I'm not bilingual, but a recent piece in the Association for Psychological Science caught my attention.

In much of the world, speaking multiple languages is the norm. Virtually everyone in the Netherlands and Norway speaks passable English, and it’s possible to travel, or even get a doctorate, in many European countries without speaking the local language at all.

So even your doctoral thesis could be written in English where it isn't the local language. I find that remarkable somehow - makes me feel like a bit of a monoglot oik if I'm honest.

Despite widespread multilingualism, most research on the psychology of language has focused on monolingual English speakers. But in the last decade or so, psychological scientists have started studying people who speak multiple languages. This research has included how bilinguals’ brains manage multiple languages, how they feel emotional words in their different languages, and whether their behavior and personality change when they speak different languages.

“Until recently, bilinguals were considered to be rather odd,” says Judith Kroll, an APS Fellow at Pennsylvania State University.

Considered to be rather odd? Not by me - I've always tended to admire multilingual abilities. More like an odd choice of words by Ms Kroll if you ask me. However it's an article with a number of strands. This for example.

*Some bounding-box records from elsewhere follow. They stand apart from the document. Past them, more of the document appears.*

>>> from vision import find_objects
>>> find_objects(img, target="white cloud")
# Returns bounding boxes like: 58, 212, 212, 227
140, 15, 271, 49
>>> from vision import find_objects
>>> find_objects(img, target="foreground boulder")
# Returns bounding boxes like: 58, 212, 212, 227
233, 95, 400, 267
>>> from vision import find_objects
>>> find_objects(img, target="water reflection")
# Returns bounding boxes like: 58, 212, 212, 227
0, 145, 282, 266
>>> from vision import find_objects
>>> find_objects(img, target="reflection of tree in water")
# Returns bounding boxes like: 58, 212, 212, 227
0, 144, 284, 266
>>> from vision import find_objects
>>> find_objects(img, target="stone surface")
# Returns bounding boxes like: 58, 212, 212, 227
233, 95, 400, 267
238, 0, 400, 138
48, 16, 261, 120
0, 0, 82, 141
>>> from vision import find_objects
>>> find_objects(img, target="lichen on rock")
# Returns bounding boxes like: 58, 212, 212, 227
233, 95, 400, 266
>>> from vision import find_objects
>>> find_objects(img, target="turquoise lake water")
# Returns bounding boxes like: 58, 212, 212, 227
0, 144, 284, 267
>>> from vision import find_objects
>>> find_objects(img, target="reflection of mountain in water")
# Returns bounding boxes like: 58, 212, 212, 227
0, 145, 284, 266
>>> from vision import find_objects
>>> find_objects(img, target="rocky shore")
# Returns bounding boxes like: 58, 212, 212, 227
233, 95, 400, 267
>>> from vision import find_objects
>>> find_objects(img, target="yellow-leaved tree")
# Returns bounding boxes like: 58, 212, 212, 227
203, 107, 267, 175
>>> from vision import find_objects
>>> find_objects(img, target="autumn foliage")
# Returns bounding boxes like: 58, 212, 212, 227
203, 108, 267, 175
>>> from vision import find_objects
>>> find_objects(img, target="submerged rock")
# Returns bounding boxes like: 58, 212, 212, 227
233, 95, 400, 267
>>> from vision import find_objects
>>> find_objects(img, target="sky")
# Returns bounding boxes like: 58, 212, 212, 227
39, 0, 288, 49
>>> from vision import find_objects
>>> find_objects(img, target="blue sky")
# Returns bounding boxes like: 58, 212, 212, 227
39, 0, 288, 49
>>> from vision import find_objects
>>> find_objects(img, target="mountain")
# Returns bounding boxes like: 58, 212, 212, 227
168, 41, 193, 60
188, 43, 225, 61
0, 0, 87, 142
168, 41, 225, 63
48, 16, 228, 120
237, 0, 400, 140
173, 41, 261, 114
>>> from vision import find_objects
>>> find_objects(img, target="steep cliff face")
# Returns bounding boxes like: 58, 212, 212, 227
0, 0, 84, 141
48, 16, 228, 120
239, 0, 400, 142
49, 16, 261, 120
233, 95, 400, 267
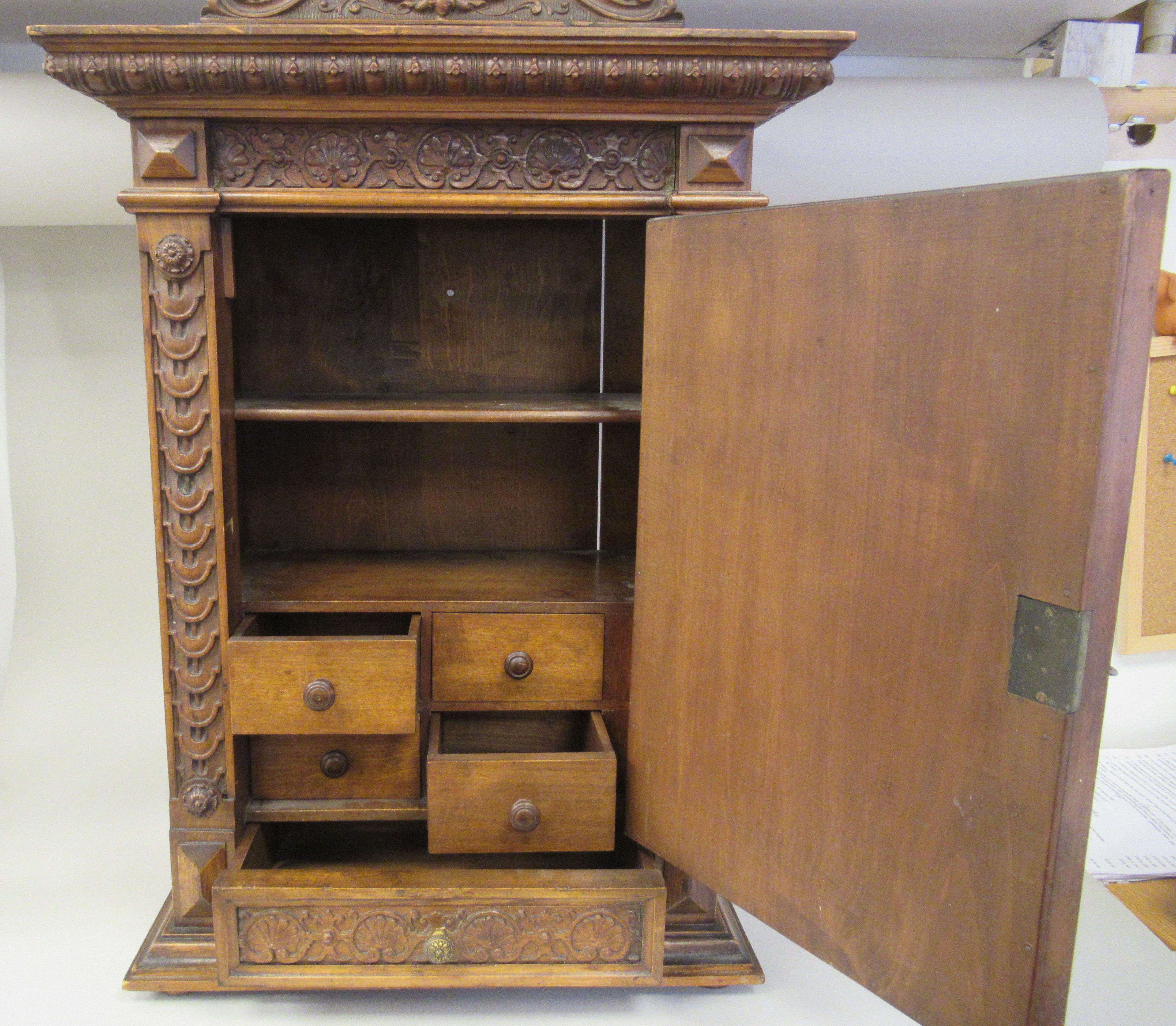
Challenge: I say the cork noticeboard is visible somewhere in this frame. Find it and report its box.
[1118,337,1176,655]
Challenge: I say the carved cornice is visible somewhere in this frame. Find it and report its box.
[45,52,833,116]
[212,122,676,193]
[204,0,682,25]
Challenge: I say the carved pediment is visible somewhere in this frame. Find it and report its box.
[204,0,682,25]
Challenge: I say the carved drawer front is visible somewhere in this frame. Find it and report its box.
[427,712,616,853]
[227,613,421,734]
[213,824,666,990]
[433,612,604,702]
[249,733,421,802]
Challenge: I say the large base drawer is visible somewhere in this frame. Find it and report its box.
[213,824,666,990]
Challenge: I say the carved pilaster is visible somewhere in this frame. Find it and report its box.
[140,216,232,829]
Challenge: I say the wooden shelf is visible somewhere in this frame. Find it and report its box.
[246,798,429,823]
[241,552,634,612]
[236,393,641,424]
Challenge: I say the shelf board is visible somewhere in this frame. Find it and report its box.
[236,393,641,424]
[246,798,429,823]
[241,552,634,612]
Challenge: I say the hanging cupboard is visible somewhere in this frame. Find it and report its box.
[32,0,1168,1026]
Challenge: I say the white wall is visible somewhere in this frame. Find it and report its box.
[0,61,1176,745]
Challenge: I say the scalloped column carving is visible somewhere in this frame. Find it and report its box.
[145,225,228,825]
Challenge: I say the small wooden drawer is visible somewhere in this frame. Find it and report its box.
[433,612,604,702]
[249,733,421,802]
[226,613,421,734]
[426,712,616,853]
[213,824,666,990]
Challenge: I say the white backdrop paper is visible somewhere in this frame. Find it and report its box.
[754,78,1108,203]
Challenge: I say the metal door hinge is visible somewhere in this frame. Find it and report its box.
[1009,595,1090,712]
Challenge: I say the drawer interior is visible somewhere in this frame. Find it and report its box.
[434,712,613,756]
[238,612,413,638]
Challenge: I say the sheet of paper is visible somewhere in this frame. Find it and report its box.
[1087,745,1176,880]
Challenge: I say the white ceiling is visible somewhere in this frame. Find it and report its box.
[0,0,1134,56]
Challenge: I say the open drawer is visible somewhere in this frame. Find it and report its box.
[426,712,616,853]
[226,612,421,734]
[213,823,666,990]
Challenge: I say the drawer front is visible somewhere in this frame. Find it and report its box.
[433,612,604,702]
[249,733,421,802]
[227,617,420,734]
[427,713,616,854]
[213,870,666,989]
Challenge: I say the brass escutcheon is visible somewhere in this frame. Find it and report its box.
[424,930,454,965]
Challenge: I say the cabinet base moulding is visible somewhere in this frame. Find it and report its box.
[122,897,763,994]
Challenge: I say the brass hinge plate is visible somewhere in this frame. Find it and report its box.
[1009,595,1090,712]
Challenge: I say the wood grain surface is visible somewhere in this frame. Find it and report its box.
[249,733,421,800]
[433,612,604,702]
[427,712,616,853]
[236,394,641,424]
[242,552,633,612]
[628,172,1168,1026]
[238,422,600,552]
[226,616,421,734]
[1107,878,1176,951]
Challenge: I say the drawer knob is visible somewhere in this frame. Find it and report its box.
[506,652,535,680]
[319,752,352,780]
[510,798,540,833]
[302,680,335,712]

In a meta-analysis about to be published in theJournal of Cross-Cultural Psychology, she and Angela Nguyen collected studies on people who are ethnic minorities or immigrants and found that those who embrace both the ethnic and host cultures have better mental health and social adjustment than either people who stick to the minority culture or those who assimilate completely, leaving their first culture behind. This body of research confirms that “success as an immigrant or ethnic minority is not contingent on abandoning your culture and only learning the host culture,” she says. “People who have both are actually doing better, mentally.” 

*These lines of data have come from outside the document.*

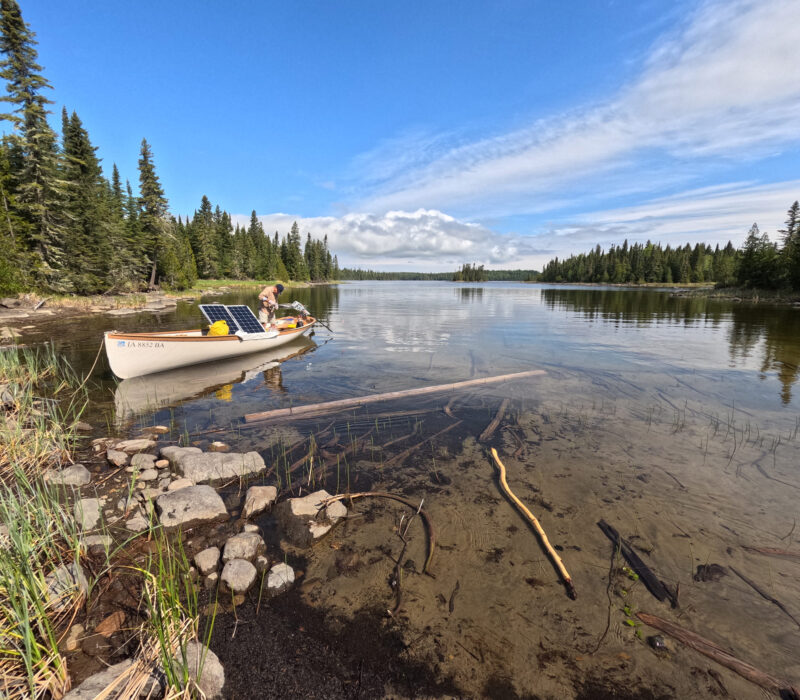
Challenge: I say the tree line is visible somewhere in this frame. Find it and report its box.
[540,202,800,289]
[0,0,338,294]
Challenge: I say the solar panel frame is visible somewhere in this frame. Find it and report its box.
[199,304,239,335]
[227,304,264,333]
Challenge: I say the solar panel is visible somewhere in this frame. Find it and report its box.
[199,304,239,335]
[227,304,264,333]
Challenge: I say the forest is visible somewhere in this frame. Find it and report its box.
[0,0,337,295]
[540,202,800,290]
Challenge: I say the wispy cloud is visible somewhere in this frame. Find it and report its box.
[351,0,800,217]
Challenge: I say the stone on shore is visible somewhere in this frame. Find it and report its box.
[74,498,102,530]
[194,547,219,576]
[47,464,92,486]
[242,486,278,519]
[275,490,331,547]
[267,562,294,595]
[222,532,267,564]
[44,562,89,612]
[221,559,258,593]
[106,449,128,467]
[115,438,156,454]
[156,486,228,527]
[175,641,225,700]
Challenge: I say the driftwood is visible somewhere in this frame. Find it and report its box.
[478,399,510,442]
[320,491,436,576]
[597,520,677,606]
[492,447,578,600]
[636,612,800,700]
[244,369,546,423]
[384,420,463,467]
[730,566,800,627]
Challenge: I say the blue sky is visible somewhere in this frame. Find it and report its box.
[15,0,800,269]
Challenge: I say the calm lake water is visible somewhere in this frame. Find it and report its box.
[25,282,800,700]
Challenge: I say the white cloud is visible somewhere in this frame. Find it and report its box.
[353,0,800,217]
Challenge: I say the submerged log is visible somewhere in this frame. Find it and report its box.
[244,369,547,423]
[636,612,800,700]
[597,520,677,605]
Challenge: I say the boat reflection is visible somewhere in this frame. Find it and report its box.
[114,336,317,425]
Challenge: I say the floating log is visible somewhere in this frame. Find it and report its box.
[636,612,800,700]
[478,399,511,442]
[597,520,677,606]
[492,447,578,600]
[244,369,547,423]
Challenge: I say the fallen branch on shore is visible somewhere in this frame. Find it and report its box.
[320,491,436,578]
[244,369,546,423]
[478,399,511,442]
[597,520,677,607]
[636,612,800,700]
[492,447,578,600]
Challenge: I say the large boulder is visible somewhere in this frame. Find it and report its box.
[275,490,332,547]
[156,486,228,528]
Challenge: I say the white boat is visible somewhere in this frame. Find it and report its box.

So immigrants are better integrated if they integrate? 

Surprising how often this kind of research doesn't so much discover anything new, but changes the language of common knowledge, assimilating it into the culture of academic psychology, regurgitating it as specialist literature. A kind of academic cud for long-term chewing.

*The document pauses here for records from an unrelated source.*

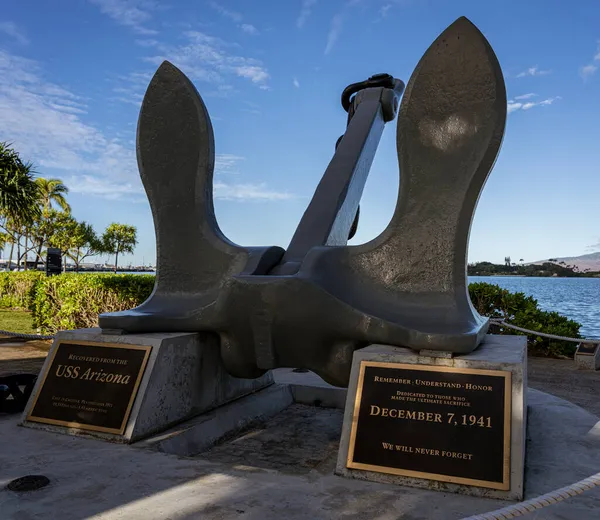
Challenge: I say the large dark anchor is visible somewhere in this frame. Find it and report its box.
[100,18,506,386]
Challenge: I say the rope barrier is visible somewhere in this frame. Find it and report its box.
[490,318,600,343]
[463,473,600,520]
[0,330,54,339]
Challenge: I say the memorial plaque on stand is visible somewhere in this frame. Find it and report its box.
[27,341,152,435]
[347,361,511,490]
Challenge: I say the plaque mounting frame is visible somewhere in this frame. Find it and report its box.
[25,338,152,435]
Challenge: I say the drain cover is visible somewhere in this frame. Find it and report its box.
[6,475,50,491]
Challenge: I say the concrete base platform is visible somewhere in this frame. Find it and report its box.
[0,371,600,520]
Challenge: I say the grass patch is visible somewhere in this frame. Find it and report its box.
[0,309,35,334]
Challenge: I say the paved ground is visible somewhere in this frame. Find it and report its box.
[0,340,600,520]
[0,337,600,417]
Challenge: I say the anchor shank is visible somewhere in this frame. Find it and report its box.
[271,88,385,275]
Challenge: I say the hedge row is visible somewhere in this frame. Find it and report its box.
[0,272,581,357]
[0,272,155,334]
[469,282,581,357]
[0,271,45,309]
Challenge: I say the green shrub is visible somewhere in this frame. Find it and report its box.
[30,273,155,334]
[469,282,581,357]
[0,271,45,309]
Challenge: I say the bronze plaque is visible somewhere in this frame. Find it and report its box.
[576,343,600,356]
[27,340,152,435]
[347,361,511,490]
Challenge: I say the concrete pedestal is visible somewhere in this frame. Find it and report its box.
[22,329,273,442]
[336,335,527,500]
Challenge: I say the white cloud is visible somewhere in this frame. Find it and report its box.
[517,65,552,78]
[0,22,29,45]
[135,38,158,47]
[515,93,537,99]
[138,31,270,90]
[507,96,562,114]
[89,0,158,35]
[325,13,343,54]
[579,63,598,79]
[379,4,392,20]
[0,50,293,202]
[507,101,523,114]
[208,2,243,23]
[213,181,294,202]
[215,153,246,175]
[235,65,269,85]
[579,42,600,81]
[240,23,258,36]
[0,51,140,200]
[296,0,317,29]
[65,175,146,201]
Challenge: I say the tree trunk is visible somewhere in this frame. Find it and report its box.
[23,231,29,271]
[8,240,15,271]
[35,242,46,269]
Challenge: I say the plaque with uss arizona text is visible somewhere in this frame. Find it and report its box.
[346,361,511,490]
[27,340,152,435]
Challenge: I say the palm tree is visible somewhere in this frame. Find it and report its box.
[35,177,71,213]
[0,142,40,268]
[0,142,40,223]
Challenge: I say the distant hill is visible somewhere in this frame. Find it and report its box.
[529,251,600,271]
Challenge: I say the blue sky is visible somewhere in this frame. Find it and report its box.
[0,0,600,263]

It certainly pays to speak academic.

5 comments:

Sam Vega said...

So immigrants are better integrated if they integrate?"

I thought it means something totally different, and a bit less obvious. That immigrants who don't completely socially integrate have better mental health than those who do (i.e. who "go native") and those who don't bother to socially integrate at all.

Anonymous said...

To Academe - to take something very simple and make it very hard.

Penn State must have money to burn.

A K Haart said...

Sam - yes, that's what I meant although with hindsight I didn't put it well at all. Too keen to juxtapose the words. Almost worth altering, but I'll leave it for now.

Years ago I knew someone who tried to leave his culture behind - to over integrate. Cut off his hair and got rid of the turban.

It didn't work out well for him. He was better off as he'd been originally with a foot in both cultures.

Roger - I'll remember that verb. A profitable activity too presumably, because as you suggest Penn State will need deep pockets when the lawsuits come rolling in.

James Higham said...

This research has included how bilinguals’ brains manage multiple languages, how they feel emotional words in their different languages, and whether their behavior and personality change when they speak different languages.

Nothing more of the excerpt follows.